First I want to make something clear. In this thread I will be discussing a problem but this is not a homework thread. I do not want nor am I asking for a solution. I want guidance. A discussion about how this problem may be approached and if there is someone knowledgeable enough to give references to books or articles that can help me out then that would be great too. I genuinely want to do this myself but I come here because after exhausting all of my knowledge I have come to the conclusion I am missing something fundamental needed to tackle this problem and I don't know where else to look for help. This is the problem:
[math]\text{Prove there is a constant } \epsilon > 0 \text{ with the following property:} \\ \text{If a,b,n are positive integers such that gcd(a+i,b+j) > 1 for every i, j} \in \{1,2,...,n\} \text{ then } \min \{ a,b \} > (\epsilon n)^n [/math]
Partial progress:
I have found and confirmed through various sources that for n=1, the smallest possible [math] \min \{ a, b\} [/math] is 14 and for n=2 it is 104.
They form the pairs (14,20) and (104,6200).
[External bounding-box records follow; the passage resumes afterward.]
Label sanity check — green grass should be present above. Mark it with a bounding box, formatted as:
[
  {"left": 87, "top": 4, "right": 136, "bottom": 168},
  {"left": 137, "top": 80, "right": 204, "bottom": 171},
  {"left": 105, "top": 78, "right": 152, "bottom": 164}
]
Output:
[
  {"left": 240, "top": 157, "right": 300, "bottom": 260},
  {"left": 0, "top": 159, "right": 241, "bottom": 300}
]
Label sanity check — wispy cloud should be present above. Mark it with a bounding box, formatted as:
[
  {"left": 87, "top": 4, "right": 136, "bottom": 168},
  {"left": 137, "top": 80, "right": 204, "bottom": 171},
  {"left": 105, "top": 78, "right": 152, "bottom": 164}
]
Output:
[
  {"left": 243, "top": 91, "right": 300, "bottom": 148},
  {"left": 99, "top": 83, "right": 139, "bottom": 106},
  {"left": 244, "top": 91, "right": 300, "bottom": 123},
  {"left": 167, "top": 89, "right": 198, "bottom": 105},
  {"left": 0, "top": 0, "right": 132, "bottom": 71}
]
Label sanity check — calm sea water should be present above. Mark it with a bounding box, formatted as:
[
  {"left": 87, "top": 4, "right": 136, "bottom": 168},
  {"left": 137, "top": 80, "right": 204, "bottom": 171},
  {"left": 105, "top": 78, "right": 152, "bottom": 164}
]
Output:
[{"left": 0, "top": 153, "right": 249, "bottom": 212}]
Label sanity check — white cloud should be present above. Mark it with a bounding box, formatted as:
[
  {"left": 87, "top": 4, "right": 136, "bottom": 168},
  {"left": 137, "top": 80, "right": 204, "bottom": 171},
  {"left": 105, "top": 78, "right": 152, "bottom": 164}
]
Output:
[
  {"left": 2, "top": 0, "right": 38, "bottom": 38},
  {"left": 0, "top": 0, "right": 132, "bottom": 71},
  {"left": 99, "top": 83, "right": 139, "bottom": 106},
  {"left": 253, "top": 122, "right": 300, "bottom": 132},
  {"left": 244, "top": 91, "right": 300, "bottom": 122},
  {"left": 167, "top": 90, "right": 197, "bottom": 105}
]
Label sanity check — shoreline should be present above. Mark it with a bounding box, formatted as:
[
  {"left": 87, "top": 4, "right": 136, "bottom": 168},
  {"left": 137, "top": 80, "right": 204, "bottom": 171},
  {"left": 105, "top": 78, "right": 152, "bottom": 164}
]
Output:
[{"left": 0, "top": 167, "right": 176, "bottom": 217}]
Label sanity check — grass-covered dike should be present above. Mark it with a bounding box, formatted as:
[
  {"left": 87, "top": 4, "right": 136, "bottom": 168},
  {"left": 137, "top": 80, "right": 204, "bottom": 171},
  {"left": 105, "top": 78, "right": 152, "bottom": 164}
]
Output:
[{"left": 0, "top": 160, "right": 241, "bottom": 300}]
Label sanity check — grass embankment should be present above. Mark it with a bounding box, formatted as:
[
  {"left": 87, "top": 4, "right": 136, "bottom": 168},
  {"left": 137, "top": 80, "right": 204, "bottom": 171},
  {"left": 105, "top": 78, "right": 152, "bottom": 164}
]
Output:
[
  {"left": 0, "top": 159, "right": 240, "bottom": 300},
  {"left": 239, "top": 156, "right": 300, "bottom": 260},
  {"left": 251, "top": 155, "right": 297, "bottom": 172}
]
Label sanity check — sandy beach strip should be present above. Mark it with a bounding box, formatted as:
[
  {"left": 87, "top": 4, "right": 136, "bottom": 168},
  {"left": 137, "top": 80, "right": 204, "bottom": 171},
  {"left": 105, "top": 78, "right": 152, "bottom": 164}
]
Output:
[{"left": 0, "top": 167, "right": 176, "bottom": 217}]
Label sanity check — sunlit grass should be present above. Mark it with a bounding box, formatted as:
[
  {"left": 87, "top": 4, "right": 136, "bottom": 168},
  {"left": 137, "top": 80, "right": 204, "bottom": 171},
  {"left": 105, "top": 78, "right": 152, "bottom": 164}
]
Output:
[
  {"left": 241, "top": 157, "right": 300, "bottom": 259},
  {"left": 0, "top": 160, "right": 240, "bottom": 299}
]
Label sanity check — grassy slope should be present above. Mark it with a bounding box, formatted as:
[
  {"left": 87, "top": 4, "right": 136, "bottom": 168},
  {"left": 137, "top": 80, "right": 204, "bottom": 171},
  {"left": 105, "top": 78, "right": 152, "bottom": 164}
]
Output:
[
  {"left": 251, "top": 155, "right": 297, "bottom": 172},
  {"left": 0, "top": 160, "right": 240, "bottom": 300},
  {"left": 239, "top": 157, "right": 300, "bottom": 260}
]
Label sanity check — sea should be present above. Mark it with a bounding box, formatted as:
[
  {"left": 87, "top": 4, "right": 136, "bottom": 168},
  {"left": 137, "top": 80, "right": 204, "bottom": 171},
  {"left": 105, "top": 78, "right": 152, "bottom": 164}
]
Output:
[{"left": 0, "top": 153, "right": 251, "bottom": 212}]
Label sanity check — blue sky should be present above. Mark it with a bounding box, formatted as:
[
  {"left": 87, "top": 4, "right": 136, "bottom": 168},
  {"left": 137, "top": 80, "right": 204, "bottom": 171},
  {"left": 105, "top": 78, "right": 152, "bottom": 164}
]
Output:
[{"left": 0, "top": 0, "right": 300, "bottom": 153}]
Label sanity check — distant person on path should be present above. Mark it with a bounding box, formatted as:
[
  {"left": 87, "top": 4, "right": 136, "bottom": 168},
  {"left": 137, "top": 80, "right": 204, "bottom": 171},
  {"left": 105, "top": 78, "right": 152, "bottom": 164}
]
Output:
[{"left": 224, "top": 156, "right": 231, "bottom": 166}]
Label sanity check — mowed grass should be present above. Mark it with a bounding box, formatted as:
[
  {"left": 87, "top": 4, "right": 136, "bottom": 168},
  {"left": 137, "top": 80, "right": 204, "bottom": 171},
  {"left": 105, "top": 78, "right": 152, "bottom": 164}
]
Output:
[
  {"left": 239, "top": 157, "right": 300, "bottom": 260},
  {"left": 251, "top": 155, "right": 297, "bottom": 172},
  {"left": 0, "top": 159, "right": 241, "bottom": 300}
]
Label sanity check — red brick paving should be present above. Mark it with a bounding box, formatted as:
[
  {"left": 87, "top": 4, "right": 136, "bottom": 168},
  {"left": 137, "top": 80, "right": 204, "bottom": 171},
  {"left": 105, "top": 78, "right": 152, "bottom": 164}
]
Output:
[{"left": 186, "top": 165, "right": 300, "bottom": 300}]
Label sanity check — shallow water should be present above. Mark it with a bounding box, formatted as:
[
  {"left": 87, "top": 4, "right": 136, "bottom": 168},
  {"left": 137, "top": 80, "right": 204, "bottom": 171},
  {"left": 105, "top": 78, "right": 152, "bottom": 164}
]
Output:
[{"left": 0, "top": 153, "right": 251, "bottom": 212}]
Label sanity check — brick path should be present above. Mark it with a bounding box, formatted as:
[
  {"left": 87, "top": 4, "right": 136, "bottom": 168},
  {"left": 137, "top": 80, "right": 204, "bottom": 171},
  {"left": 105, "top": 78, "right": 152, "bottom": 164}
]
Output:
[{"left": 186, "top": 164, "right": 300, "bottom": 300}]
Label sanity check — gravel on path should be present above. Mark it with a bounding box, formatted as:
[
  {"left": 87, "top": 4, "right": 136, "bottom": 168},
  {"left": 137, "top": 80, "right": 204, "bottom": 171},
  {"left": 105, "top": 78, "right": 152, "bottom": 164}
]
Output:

Other pairs I have found for the case n=2 are:
230 5654
494 5300
594 3128
644 5718
650 5704
664 4730
740 4654
740 6992
968 6764
1000 3794
1000 5564
1000 5654
1064 6460
1274 1308
1274 6408
1274 6698
1308 1274
1448 2714
My current understanding of the problem:
The problem is phrased in a way that makes you think [math] \epsilon [/math] have to be very small and that you probably have to advance through contradiction but what I have found with my examples is that [math] \epsilon [/math] does not need to be that small because [math] \min \{a,b \} [/math] grows really fast as you increase n.
For the case n=2 you can see that n^n will simply be 4 while the smallest [math] \min \{a,b \} [/math] is 104, way bigger.
That is why I think this has to be a direct proof that will involve approximating [math] \min \{a,b \} [/math].
Hopefully you can lend me a hand and this thread will be remembered as good.